In our lives we have all seen tragedies…each one seeming to over shadow the last. The first I remember was the bombing of the Murrah Federal Buildings in Oklahoma. I don’t think any of us will ever erase the image of the firefighter carrying the wounded child out of the smokey building. It’s the first time I remember being aware of a real living creature containing only pure evil inside. We have gone on to see countless tragedies since then…, the embassy attacks in Africa, Columbine, The Twin Towers and Virginia Tech. These are all interspersed with our own personal tragedies and unfortunately there are so many tragedies and disasters that could be listed. But now, and most horrendously, our country grieves for Newtown, Connecticut’s Sandy Hook Elementary school and the families left to deal with losing their children in what we all believe should be an environment where our children are safe…in their school. This is one more tragedy to add to a list none of us want to see grow.

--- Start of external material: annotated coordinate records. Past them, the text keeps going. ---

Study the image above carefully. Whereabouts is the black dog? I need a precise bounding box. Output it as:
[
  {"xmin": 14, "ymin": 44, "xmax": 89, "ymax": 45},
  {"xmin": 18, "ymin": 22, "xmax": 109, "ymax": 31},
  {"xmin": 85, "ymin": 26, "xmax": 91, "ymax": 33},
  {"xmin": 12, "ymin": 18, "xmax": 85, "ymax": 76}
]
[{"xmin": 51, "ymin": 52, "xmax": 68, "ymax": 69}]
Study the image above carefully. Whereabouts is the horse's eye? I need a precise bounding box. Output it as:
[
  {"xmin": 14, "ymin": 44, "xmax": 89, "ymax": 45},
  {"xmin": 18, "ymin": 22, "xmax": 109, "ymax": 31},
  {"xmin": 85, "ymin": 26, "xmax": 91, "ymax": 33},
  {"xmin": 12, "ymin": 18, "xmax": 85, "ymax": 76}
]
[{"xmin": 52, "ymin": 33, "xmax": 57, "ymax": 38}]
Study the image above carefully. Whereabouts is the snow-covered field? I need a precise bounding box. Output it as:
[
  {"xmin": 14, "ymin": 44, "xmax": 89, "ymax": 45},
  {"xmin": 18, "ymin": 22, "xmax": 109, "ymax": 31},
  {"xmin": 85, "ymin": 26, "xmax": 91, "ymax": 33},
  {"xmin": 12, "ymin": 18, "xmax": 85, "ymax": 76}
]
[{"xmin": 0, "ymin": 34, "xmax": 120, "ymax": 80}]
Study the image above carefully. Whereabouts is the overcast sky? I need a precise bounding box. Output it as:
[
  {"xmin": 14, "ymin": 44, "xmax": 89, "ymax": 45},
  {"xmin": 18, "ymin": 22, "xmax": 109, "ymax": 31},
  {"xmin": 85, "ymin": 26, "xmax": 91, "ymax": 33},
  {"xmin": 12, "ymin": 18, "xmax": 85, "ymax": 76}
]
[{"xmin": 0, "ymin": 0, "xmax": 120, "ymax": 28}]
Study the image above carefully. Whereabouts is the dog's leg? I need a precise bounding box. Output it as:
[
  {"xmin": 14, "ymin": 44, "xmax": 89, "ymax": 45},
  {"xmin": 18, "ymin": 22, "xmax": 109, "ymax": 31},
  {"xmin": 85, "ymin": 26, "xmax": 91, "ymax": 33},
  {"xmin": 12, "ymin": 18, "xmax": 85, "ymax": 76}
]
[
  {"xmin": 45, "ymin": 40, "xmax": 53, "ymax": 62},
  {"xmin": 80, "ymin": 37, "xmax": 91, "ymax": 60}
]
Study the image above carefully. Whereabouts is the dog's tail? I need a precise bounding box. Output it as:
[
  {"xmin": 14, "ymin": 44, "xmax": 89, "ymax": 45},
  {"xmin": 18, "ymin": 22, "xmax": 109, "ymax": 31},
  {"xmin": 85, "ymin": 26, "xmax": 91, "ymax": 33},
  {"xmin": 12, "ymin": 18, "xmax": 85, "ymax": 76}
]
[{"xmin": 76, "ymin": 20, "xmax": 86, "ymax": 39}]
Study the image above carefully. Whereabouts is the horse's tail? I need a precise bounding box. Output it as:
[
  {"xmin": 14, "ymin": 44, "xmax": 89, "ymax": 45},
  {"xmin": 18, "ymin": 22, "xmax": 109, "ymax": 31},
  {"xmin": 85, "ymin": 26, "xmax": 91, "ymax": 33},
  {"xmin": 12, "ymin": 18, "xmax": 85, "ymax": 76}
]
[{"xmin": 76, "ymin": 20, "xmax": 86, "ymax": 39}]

Somehow, this one seems the most cruel. A man shooting babies is beyond what we can begin comprehend. That evil should touch our littlest ones is not something, we as parents, ever envision for our precious children. The cruelty that entered Sandy Hook Elementary school is the work of an evil, vile, disgusting piece of “humanity.”
Stan sat glued to the ever looping images of the children being lead from the school and into safety. Zach came home with his head hanging down and his shoulders slumped, telling me how the kids at school couldn’t tear themselves away from what happened to the youngest students. He said his entire school was following the news closely and most kids went on to google other instances of the most vile parts of humanity capturing the attention of the entire nation. For Zach, this is the first time he’s been aware of the evil that lurks within our world. Lucas and Claire both heard about what happened but they had no idea the children who were killed were babies.
At some point in the evening, Stan and I counted our blessings and realized how very fortunate we are. We tried to change the subject several times but our conversation always turned back to Connecticut. The sadness of the day pervaded our entirety.
While Stan and I kept trying to change the subject, I decided it was time to send out some messages of love. I texted my mom and dad with virtual hugs and kisses. I texted several friends to let them know they meant the world to me. And that’s when Stan said “it’s out of tragedies like this that some good things shine through. People start reaching out to one another in ways we normally don’t.”
When Stan said that I decided I needed a message of hope. I needed to watch “The Polar Express” with its message of hope, love and belief. I needed to believe in the power of love over evil.
I watched the end of the movie with a tightness in my chest and tears streaming down my cheeks, knowing there are families in Connecticut whose belief has been altered. But I also watched with a glimmer of hope in my heart. Hoping that by all of us choosing to believe in the purity of love we can overcome the evil living amongst us.
“Believe” it’s the one word punched into the little boy’s ticket at the end of the “The Polar Express.” It may be the most difficult word to comprehend at a time like this but it’s the one word we need to all grasp with all of our might. We need to believe in each other. We need to believe in love overcoming evil. We need to believe that rights will be wronged. And we need to believe in the power of faith to heal broken hearts.
Before the children in “The Polar Express” get back on the train the little boy asks Santa for a bell from Santa’s sleigh. He wants to remember and believe. I think it is time for all of us to take out our bells and make them ring in honor of the children whose lives were lost to evil yesterday. I think we need to make them ring with a mighty peal so that we can always believe.
“At one time, most of my friends could hear the bell, but as years passed, it felt silent for all of them. Even Sarah found one Christmas that she could no longer hear its sweet sound. Though I’ve grown old, the bell still rings for me, as it does for all who truly believe.”